D’ailleurs, jusqu’en 1979, les directeurs étaient " directeurs des théâtres et des maisons de la culture ". Ce n’est qu’à partir de 1979 que l’on a commencé à s’occuper en général " du " théâtre.

Les élus responsables des conseils régionaux, conseils généraux et communes qui financent ces centres dramatiques nationaux ou leur fournissent des locaux, nous semblent également passibles de gestion de fait dans les mêmes conditions.
Il pourrait de plus y avoir infractions aux règles de la concurrence et des prix, infractions sur les prix anormalement bas, etc...
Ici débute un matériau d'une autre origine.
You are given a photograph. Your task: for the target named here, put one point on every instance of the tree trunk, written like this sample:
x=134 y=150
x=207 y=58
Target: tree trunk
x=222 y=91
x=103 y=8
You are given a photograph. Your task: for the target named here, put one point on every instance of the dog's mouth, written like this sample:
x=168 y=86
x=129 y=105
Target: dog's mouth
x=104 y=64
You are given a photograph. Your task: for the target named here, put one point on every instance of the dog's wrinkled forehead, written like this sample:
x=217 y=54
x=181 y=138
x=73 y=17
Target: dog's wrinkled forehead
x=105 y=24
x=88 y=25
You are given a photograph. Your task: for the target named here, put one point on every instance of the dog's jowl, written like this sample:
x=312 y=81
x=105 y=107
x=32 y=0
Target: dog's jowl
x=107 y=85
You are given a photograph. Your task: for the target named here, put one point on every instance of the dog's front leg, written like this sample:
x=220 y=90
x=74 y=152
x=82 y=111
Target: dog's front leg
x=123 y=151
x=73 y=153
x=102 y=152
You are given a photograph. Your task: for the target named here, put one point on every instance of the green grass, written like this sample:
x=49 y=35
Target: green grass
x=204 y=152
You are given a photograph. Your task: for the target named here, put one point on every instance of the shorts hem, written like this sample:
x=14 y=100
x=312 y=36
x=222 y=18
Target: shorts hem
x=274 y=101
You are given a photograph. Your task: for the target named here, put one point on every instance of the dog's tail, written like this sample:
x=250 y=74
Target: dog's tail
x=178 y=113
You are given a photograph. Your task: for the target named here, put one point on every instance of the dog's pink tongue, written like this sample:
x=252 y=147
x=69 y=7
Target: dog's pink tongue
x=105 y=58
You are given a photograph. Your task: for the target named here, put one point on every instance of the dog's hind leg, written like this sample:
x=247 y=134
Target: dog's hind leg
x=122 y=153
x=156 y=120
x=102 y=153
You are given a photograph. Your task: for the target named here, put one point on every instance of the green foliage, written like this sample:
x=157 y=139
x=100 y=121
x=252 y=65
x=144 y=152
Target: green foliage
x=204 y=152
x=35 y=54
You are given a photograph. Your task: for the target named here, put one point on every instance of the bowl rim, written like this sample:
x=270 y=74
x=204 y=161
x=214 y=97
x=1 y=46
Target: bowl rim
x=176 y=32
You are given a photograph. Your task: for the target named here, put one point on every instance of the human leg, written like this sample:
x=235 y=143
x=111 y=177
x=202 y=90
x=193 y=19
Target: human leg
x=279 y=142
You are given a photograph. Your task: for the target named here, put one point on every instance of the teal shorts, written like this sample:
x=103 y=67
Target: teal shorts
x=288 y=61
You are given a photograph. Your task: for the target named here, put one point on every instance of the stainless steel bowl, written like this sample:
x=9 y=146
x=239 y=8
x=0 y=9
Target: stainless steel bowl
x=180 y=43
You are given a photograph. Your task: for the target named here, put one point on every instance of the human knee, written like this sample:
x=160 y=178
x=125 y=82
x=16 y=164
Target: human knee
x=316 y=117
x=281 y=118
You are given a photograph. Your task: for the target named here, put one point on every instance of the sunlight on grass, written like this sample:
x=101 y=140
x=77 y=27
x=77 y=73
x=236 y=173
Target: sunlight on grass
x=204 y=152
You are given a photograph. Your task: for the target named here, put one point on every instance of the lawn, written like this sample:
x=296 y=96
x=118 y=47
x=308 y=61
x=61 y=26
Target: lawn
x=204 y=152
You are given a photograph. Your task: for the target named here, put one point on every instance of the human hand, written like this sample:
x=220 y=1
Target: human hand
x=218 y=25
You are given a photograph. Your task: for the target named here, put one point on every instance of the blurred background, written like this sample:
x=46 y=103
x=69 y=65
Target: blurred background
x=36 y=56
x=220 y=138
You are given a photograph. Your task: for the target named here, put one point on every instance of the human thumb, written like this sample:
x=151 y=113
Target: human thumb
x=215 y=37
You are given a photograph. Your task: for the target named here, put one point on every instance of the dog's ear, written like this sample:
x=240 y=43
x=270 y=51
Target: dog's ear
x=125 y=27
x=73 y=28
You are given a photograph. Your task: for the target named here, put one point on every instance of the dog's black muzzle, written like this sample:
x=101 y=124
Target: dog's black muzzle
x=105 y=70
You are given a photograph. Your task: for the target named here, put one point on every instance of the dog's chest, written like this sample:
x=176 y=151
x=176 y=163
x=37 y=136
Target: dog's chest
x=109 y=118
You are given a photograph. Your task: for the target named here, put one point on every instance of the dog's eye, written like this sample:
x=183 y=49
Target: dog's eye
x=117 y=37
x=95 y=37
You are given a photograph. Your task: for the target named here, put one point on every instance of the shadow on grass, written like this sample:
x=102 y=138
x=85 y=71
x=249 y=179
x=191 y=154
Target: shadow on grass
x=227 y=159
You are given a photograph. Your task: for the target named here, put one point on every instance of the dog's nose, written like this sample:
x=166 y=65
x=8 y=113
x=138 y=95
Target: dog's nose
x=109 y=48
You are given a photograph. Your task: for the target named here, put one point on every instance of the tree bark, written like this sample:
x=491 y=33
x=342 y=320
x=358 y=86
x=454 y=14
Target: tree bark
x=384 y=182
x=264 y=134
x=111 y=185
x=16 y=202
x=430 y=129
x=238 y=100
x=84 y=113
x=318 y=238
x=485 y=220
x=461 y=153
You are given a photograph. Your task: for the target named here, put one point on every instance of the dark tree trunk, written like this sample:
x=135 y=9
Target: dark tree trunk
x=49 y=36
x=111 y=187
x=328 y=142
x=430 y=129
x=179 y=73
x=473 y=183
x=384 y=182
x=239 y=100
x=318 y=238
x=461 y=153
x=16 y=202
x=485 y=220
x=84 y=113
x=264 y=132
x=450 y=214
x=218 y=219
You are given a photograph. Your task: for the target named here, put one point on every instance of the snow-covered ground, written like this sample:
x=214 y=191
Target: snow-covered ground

Bien entendu, cette analyse sur la gestion de fait est relativement unique puisqu'en principe, quand l'administra-tion entend opérer un démembrement et créer une structure juridique de droit privé, elle choisit l'association. Il fallait tout de même oser créer des sociétés commerciales fictives pour contourner les règles de la comptabilité publique et de la fonction publique.

Dans l'hypothèse où cette analyse sur la gestion de fait ne serait pas retenue par les tribunaux et que ces sociétés pourraient être reconnues comme ayant une existence autonome, ce qui est tout de même démenti par les faits, il n'existe aucun exemple de directeur qui ait refusé de céder les parts ou les actions d'une telle société (2) à son successeur désigné par le ministre quand ce dernier ne lui a pas renouvelé son contrat. Les responsables de l'État et des collectivités territoriales qui financent ces sociétés et ont conclus avec elles des contrats de délégation de service public sans respecter les règles ayant pour but de garantir la liberté d’accès et l’égalité des candidats dans les marchés publics, nous semblent être passibles des sanctions liées à l’octroi d’avantage injustifié (3) .


Il n’y a en effet jamais eu d’appel d’offres permettant à n’importe quelle société de postuler. Les CDN ont la plupart du temps la concession d’un lieu, sans aucune délégation de service public, ni mise en concurrence, ni transparence.

Pourraient en conséquence encourir ces sanctions les personnalités politiques suivantes, outre les ministres et les directeurs du Théâtre et des spectacles de ces trois dernières années :

(...)

Par ailleurs, les directeurs et administrateurs des Centres Dramatiques Nationaux qui gèrent des fonds publics sans titre pourraient être passibles des sanctions liées à l'infraction d'usurpation de fonction publique, à la gestion de fait et au recels. Sont concernés :

(...) dans l'édition originale, les noms des personnes concernées sont mentionnées.

(1) Sur l’ensemble des directeurs, on compte 38 metteurs en scènes, 5 anciens programmateurs et un ancien producteur.

(2) La totalité du capital est à chaque fois cédée au directeur, et à sa famille ou amis proches. Ces parts ne lui appartiennent pas, le véritable propriétaire en est le ministre. Un de mes amis administrateur d'un CDN m'a dit qu’après six années, il n'avait pas réussi à savoir qui avait versé les 250 000 F de capital.

(3) L’article 432-14 du nouveau code pénal sanctionne ces faits de deux ans d’emprisonnement et de30 000 Euros d’amende et d’éventuelles peines complémentaires de retrait des droits civiques et d’interdiction d’exercice d’une fonction publique.